Oto dlaczego dziwny „rybi zapach” w domu zawsze oznacza niebezpieczeństwo
To oczywiste, że jesteś przyzwyczajony do zapachów w Twoich pomieszczeniach – zwykle pachnie w nich Twoimi ulubionymi świecami, olejkami zapachowymi lub odświeżaczami powietrza. Na pewno uwadze nie umknie Ci więc dziwny smród w domu, który nie wiadomo skąd pochodzi… Jak najszybciej go zlokalizuj – to pierwsza oznaka tego, że grozi Ci niebezpieczeństwo!
Nawet jeśli mieszkasz w bloku i wiesz już, że ten dziwny zapach na pewno pochodzi od sąsiadów – absolutnie tego nie bagatelizuj! Zapukaj do nich i powiedz o tym, co zauważyłeś. Być może to fałszywy alarm, a może właśnie tym gestem uchronisz ich (a nawet i swój) cały dobytek? Nie przyczyniaj się do ludzkiej znieczulicy, która coraz bardziej rządzi ludźmi XXI wieku.
Rybi zapach w domu – co oznacza?
Jeśli wyczujesz go w swoim pokoju, na próżno szukać jego źródła w ewentualnym bałaganie.

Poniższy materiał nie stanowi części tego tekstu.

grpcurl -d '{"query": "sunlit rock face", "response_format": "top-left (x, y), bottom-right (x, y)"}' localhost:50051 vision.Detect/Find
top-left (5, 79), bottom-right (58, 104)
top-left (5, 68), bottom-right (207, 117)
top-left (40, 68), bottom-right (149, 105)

Choćbyś nawet przeprowadził gruntowne porządki, brzydka woń i tak będzie się utrzymywać. Dlaczego?
Bo wcale nie ma źródła w ewentualnym brudzie czy niewyciągniętej z plecaka kanapce z zeszłego tygodnia. Pochodzi z przegrzanego gniazdka, a dokładniej – topiącego się w nim plastiku. Jeśli nie wezwiesz elektryka i nie wymienisz wadliwego źródła prądu na nowe – to może doprowadzić nawet do tragedii!
Co zrobić, gdy w domu czuć rybi zapach?
- Pierwsze, co powinieneś zrobić, to wyłączyć prąd za pomocą bezpiecznika. To da Ci większe poczucie bezpieczeństwa.
- Skontroluj wszystkie wtyczki i gniazdka – to może być czasochłonne, jednak warto poświęcić na to i czas, i energię, aby nie dopuścić do możliwego rozproszenia ognia. Zlokalizuj to, od którego rybi zapach czuć najintensywniej – to właśnie ono się przegrzało.
- Zadzwoń po fachowca i zachowaj uważność, aż do jego przyjazdu. Przede wszystkim nie panikuj - spokój to klucz do opanowania sytuacji!